An approach to function and constant autoloading

Classes can be autoloaded through spl_autoload. Functions cannot. This has lead to functions becoming increasingly 2nd class citizens. On the PHP dev list a proposal for PHP 5.4 has been made to allow autoloading of functions. However there are problems in the implementation and it remains to be seen if the RFC will settle down before last call for API changes and we go to 5.4 beta (I sort of doubt it will).

While discussing it yesterday I hit upon an elegant PHP 5.3 legal solution. Whenever you reference a class for the first time the existing autoload system will provide your autoload function with the fully qualified namespace path to the class. So you know implicitly that a namespace is about to get used.

So I thought to myself, if I was going to do namespace functions I would put them all in one file. Same with constants - to be honest likely the same file. So I thought, why can’t the existing class autoload system handle the problem?

I don’t think there’s a reason it can’t. Consider

  1. The class is requested. Say “MyNamespace\MyClass”
  2. The autoloader sees if there’s a “MyNamespace/functions.php” file. If so, it calls require_once() on the file (PHP itself will track whether the file actually needs inclusion).
  3. Profit.

There are other ways to do this of course. It isn’t foolproof of course, but it’s highly unlikely in a primarily object-oriented system that a class method will call a function from a foreign namespace, and if it does there are still ways to handle this. One is to have the namespace file that defines the function itself call require for any files it depends on.

Thoughts?

There was a time that something like this would have attracted more than a few comments. What’s up guys - am I on everyone’s ignore list?

Anyway, this is working well. The core namespace must have it’s definitions loaded via configuration as a member of a list of files we have to load to support the autoloader itself. Previously I had the constants in the configuration - but this was clumsy insofar as these are things that almost should never change.

Because of how Gazelle is structured most all code is already in a class, and no class references functions in another class’ namespace.

So far I haven’t put a function in the definition file, just constants. If I do put a function in there then for testing reasons it must fit two conditions: 1) Have no internal state and 2) Reference no external entities other than (possibly) other functions within the same name space or the PHP core namespace.

Thoughts on this?

I for one enjoy your posts.

It’s just that I honestly can’t remember the last time I wrote a stand alone global function. I’m really quite surprised that this sort of auto loading functionality was even considered.

So just out of curiosity, what sort of functions have you written that need to be auto loaded?

Currently, none. But I want to have a mechanism in place just in case. And constants do get defined regularly (easier to change a constant definition than look up a string everywhere). I did have a group of functions that extended the bcmath library, but when the head count reached 5 I decided to put them in a static class because much of the time loading them was pointless overhead as their purpose is narrow.

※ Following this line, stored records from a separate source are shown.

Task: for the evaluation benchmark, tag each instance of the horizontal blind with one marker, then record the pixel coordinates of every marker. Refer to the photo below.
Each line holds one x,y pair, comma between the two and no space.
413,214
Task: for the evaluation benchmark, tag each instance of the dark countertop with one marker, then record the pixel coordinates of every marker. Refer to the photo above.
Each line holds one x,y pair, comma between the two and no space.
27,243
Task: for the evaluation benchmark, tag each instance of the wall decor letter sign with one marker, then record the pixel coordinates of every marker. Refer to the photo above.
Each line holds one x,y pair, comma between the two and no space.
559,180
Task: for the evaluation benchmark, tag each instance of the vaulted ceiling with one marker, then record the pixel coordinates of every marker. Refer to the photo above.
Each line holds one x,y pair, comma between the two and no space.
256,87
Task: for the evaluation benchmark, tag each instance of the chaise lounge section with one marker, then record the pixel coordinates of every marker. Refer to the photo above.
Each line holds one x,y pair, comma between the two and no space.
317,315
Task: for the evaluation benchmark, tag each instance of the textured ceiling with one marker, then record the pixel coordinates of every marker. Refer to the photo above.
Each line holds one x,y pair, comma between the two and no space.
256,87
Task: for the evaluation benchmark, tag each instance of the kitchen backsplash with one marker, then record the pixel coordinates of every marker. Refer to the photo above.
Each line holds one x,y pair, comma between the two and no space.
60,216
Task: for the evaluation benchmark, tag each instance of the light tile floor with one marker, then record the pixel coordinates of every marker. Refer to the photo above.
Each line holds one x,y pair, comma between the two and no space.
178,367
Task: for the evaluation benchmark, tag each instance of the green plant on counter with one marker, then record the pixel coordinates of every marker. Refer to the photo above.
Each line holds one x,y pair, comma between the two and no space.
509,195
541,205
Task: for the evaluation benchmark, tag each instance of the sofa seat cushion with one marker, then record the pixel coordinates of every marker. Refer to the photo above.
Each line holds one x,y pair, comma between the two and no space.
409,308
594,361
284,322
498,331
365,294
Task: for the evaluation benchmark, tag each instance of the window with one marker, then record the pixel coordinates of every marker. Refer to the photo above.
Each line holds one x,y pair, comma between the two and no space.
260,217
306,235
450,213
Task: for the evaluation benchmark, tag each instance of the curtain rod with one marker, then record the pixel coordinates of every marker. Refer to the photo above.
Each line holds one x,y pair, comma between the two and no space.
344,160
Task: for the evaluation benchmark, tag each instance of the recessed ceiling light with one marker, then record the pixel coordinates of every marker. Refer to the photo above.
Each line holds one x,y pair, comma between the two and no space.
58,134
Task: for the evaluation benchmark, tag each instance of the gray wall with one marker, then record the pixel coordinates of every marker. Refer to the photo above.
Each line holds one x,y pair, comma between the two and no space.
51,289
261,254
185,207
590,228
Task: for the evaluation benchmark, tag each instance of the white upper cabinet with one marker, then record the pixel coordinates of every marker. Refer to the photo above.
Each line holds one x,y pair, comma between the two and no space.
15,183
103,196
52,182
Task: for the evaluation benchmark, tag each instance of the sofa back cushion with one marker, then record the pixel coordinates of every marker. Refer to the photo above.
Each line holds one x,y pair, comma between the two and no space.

TBH, I think PHP autoloading is complete pants, together with the stupid one class per file rule.

If you care about performance then you use APC. If you use APC then that has lazy loading (See apc.lazy_functions & apc.lazy_classes). Functions and or class will be only copied out of APC until they are actually needed.

One class per file is a convention not a rule. A rather widely followed convention among many languages but a convention (in PHP at least) nonetheless.

Put as many classes in a file as you want then write a class loader to figure out which file they are actually in. Works fine.

Yes, but still sucks.

I rather use dependency injection which explicitly loads in components/modules on as needed basis.

Less to maintain, if want to change an implementation of a service provided by the dependency injector, the require line is right there together with the new () call, together in a single location.

Hmmm. We seem to be straying off topic but perhaps Mr Morris won’t mind.

Autoload also loads classes as needed so no difference there. Plus, no need for individual requires.

And are you really loading all of your classes using some sort of dependency injection container? That just doesn’t seem quite practical. Be interested in seeing some details.

I’m not one of those guys who feels he has any ownership on a thread. Let it meander where it will.

I use APC caching as well. And it’s invaluable.

As far as the 1 class 1 file convention, that is the best organization scheme I’ve seen so far.